Goulding rejoined the Company in February 1935, replacing Oldham for the rest of the North American tour, playing nearly all the tenor roles. Returning to England, Goulding split the tenor roles in 1935–36, generally with John Dean. The company scheduled another US tour for the following season with Oldham, and, disappointed, Goulding left the company.

Afterwards, Goulding sang in a number of Gilbert and Sullivan concerts, and he taught singing, as well as directing Gilbert and Sullivan for amateur companies. Goulding often attended functions of the Gilbert and Sullivan Society and was an avid golfer. He was also a member of the St. Augustine Lodge of Freemasons.
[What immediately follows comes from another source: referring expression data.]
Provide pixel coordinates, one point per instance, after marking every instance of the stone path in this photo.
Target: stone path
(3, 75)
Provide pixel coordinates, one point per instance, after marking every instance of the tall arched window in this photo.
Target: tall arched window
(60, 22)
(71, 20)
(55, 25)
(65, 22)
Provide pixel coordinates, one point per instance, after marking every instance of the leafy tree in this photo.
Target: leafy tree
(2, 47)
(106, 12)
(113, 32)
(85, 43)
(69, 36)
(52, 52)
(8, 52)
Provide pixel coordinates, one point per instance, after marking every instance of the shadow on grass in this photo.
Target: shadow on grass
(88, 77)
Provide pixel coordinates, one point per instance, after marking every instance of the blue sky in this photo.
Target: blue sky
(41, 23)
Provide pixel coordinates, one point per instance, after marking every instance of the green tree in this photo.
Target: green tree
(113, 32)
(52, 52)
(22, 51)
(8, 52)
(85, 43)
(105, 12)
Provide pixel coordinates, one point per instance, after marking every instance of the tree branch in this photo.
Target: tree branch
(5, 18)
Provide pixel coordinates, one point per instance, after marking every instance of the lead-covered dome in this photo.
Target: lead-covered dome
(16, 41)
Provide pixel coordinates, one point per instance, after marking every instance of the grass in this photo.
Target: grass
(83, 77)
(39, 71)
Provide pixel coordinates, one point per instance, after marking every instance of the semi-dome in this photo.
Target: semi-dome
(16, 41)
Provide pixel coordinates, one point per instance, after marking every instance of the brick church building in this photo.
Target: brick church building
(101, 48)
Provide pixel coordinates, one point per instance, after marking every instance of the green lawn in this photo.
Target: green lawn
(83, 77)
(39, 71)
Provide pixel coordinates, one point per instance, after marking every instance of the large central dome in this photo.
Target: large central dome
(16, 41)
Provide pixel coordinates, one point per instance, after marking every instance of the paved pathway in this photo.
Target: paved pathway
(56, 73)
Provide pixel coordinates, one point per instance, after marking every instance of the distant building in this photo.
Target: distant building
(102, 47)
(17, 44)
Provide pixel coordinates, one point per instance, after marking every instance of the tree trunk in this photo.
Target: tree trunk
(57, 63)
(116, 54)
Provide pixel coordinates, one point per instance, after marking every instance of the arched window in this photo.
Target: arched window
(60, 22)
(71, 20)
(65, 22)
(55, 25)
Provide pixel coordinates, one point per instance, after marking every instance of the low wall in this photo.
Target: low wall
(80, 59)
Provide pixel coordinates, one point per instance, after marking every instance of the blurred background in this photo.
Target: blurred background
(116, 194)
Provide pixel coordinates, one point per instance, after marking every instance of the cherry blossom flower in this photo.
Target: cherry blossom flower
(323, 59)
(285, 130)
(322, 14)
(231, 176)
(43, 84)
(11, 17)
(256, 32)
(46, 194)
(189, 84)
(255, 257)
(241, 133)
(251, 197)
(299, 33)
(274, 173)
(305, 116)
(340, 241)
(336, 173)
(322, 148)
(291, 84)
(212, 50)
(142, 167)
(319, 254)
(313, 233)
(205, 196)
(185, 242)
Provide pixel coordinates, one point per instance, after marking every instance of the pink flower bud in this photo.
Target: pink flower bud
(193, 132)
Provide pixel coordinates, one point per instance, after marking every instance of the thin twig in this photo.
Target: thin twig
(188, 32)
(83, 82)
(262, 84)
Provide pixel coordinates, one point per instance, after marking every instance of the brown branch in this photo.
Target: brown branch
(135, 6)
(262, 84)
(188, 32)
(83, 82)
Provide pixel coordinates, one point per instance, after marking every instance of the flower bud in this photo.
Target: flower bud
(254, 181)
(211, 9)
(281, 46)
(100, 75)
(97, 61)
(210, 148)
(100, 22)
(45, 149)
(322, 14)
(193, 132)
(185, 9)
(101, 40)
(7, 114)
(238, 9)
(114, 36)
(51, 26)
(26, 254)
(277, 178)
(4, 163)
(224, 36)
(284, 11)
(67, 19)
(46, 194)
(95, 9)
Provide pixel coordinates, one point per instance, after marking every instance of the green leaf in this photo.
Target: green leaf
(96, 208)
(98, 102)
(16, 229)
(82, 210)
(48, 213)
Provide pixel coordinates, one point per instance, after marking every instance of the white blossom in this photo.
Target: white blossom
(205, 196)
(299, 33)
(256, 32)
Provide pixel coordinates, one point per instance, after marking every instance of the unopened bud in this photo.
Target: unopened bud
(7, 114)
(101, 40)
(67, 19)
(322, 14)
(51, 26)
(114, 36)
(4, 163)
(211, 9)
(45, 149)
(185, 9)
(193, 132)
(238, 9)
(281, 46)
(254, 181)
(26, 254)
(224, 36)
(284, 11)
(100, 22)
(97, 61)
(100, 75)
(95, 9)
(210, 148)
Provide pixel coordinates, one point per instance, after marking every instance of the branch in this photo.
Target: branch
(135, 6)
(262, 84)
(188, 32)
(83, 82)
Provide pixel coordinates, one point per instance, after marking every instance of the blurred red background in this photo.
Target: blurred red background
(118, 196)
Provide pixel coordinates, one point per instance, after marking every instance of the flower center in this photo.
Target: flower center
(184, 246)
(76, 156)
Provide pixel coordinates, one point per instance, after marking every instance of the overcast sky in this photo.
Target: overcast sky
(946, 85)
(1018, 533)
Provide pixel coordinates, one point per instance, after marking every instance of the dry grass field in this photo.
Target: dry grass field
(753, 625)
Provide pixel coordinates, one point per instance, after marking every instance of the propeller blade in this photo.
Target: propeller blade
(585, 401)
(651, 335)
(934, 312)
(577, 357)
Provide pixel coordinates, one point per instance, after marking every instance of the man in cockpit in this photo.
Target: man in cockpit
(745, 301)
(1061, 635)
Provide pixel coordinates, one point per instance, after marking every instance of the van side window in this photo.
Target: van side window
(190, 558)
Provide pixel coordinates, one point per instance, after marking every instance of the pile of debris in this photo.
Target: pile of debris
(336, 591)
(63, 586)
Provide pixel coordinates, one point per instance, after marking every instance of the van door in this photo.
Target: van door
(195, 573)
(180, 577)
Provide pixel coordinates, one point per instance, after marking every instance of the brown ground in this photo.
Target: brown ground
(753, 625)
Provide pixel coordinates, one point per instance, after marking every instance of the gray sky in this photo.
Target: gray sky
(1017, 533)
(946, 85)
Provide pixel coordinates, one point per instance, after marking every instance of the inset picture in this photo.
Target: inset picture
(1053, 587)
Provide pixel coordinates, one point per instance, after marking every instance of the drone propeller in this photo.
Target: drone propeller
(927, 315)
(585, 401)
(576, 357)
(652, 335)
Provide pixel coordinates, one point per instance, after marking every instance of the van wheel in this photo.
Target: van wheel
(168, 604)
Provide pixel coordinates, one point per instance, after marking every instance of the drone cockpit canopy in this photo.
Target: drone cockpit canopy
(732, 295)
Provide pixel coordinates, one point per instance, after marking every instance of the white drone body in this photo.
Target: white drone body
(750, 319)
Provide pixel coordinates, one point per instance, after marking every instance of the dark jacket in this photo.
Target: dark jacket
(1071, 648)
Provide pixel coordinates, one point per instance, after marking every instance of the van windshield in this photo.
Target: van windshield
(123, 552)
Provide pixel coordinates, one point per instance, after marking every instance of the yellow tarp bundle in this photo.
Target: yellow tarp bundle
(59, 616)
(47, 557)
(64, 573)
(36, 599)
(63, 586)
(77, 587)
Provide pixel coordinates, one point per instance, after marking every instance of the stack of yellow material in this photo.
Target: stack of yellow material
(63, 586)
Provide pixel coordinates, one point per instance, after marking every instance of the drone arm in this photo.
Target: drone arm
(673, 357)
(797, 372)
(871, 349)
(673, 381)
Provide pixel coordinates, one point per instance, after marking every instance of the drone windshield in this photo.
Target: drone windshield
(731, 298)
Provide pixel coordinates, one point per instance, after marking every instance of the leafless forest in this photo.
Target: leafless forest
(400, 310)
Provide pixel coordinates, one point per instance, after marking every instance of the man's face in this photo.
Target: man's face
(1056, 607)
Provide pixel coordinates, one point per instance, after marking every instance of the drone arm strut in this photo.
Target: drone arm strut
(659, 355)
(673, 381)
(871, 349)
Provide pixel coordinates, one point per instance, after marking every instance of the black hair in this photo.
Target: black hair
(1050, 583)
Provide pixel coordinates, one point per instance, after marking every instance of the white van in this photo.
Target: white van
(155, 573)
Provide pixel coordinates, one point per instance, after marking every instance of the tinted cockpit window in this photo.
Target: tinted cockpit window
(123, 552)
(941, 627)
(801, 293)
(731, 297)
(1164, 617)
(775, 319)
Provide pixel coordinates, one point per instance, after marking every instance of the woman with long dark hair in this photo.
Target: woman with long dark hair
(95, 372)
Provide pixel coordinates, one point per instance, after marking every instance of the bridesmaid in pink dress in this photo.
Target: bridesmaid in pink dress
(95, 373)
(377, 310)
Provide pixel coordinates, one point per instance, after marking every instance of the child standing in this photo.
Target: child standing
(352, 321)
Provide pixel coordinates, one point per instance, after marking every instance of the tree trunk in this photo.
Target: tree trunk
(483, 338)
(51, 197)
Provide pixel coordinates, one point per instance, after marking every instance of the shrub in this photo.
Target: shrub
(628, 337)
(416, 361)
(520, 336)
Goulding died at the age of 52, only three years after leaving the D'Oyly Carte Opera Company.

==Recordings==
During Goulding's tenure after rejoining the main D'Oyly Carte Opera Company in 1923, the company recorded 16 albums with His Master's Voice, but the tenor roles in most of these went to Oldham. Goulding appears only in the recordings of H.M.S. Pinafore (1930 – Ralph) and Princess Ida (1932 – Cyril; Oldham sang Hilarion). Goulding sang with D'Oyly Carte for BBC radio as Nanki-Poo in The Mikado (broadcast in 1926), Mr. Box in Cox & Box (1929), excerpts of The Mikado (as Nanki Poo) in 1932 and 1933, The Gondoliers (as Marco) in 1932 and Yeomen (as Fairfax) in 1932 and 1935, with the D'Oyly Carte. Goulding also played Nanki-Poo in a four-minute silent promotional film made of the D'Oyly Carte Mikado in 1926.